Heh, userspace doing I/O should never cause a kernel bug. This is a kernel bug, not e2fsprogs. Looks like possibly a problem in dm discard handling.
I was pointed to this patch, and tested it, but it did *NOT* fix this bug. https://lkml.org/lkml/2014/2/4/107
Can you recreate this with no previous kernel oopses/warnings present? Likely so, but we'd like to make sure something else didn't mess up kernel memory and your oops has the 'W' taint set already.
Created attachment 860554 [details] log file The shortest reproducer I can come up with (using guestfish) is: guestfish -xv -N part -N part \ md-create test "/dev/sda1 /dev/sdb1" : \ pvcreate /dev/md/test : \ vgcreate VG /dev/md/test : \ lvcreate LV VG 32 : \ mkfs ext4 /dev/VG/LV The full output (including the actual commands being run by guestfsd) is attached.
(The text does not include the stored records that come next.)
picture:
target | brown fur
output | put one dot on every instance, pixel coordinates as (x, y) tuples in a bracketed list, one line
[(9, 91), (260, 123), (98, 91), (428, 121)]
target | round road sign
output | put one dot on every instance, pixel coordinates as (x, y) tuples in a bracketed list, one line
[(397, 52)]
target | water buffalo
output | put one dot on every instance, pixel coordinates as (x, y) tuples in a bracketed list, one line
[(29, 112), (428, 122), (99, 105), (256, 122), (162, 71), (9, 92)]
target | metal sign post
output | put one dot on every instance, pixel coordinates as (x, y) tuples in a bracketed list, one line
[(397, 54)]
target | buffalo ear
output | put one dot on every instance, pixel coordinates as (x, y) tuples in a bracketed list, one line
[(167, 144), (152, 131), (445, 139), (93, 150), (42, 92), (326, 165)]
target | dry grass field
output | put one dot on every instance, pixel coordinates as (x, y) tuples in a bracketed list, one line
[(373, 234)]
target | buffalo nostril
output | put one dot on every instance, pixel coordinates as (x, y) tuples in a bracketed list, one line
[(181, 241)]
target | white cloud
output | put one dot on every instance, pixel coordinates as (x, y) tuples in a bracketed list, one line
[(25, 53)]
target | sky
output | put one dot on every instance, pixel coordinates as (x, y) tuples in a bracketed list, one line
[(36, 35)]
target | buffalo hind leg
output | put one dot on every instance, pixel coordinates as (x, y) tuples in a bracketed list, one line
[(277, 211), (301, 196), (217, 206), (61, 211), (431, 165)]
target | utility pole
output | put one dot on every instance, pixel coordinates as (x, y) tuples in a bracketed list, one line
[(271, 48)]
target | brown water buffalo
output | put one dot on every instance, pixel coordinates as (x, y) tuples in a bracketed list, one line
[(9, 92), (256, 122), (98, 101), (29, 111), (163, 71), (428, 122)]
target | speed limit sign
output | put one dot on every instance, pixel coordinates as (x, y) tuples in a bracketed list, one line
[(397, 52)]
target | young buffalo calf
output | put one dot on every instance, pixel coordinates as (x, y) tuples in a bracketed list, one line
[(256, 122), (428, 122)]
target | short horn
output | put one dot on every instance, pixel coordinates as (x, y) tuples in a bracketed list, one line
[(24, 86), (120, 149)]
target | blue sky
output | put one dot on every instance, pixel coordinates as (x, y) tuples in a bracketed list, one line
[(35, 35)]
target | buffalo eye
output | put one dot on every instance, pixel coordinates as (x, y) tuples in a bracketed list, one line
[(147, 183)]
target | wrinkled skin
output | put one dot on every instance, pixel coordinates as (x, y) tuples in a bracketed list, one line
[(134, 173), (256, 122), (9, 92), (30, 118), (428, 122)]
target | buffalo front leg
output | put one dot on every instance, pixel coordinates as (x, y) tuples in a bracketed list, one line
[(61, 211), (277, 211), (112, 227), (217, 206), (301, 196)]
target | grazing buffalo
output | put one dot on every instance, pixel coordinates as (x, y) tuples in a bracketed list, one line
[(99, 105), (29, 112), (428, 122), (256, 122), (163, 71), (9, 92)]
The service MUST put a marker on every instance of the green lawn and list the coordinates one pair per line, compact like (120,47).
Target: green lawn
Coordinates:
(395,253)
Unfortunately there is an earlier problem (in kvm_amd module). This is automatically loaded because I'm running this under TCG so the guest thinks that nested (AMD) virt is available. Not sure how to get rid of this.
I renamed the kvm-amd.ko file so it wouldn't get loaded. The mkfs bug reported here still occurs.
Given md_make_request in the stack trace, this looks like an MD bug, not DM. Reassigning to Jes.
Created attachment 860894 [details] log file (md only case) (In reply to Mike Snitzer from comment #7) > Given md_make_request in the stack trace, this looks like an MD bug, not DM. You are correct. In fact the problem happens with a pure MD device, as in this test case: guestfish -xv -N part -N part \ md-create test "/dev/sda1 /dev/sdb1" : \ mkfs ext4 /dev/md/test The full output from this test is attached.
Could you please provide the actually run creating the device and /proc/mdstat output. It would be interesting to know whether this happens on non virtio-scsi. I don't have an easy way to test this, so please don't me expect to. Jes
(In reply to Jes Sorensen from comment #9) > Could you please provide the actually run creating the device and > /proc/mdstat > output. > > It would be interesting to know whether this happens on non virtio-scsi. > > I don't have an easy way to test this, so please don't me expect to. ...test virtio-scsi that is.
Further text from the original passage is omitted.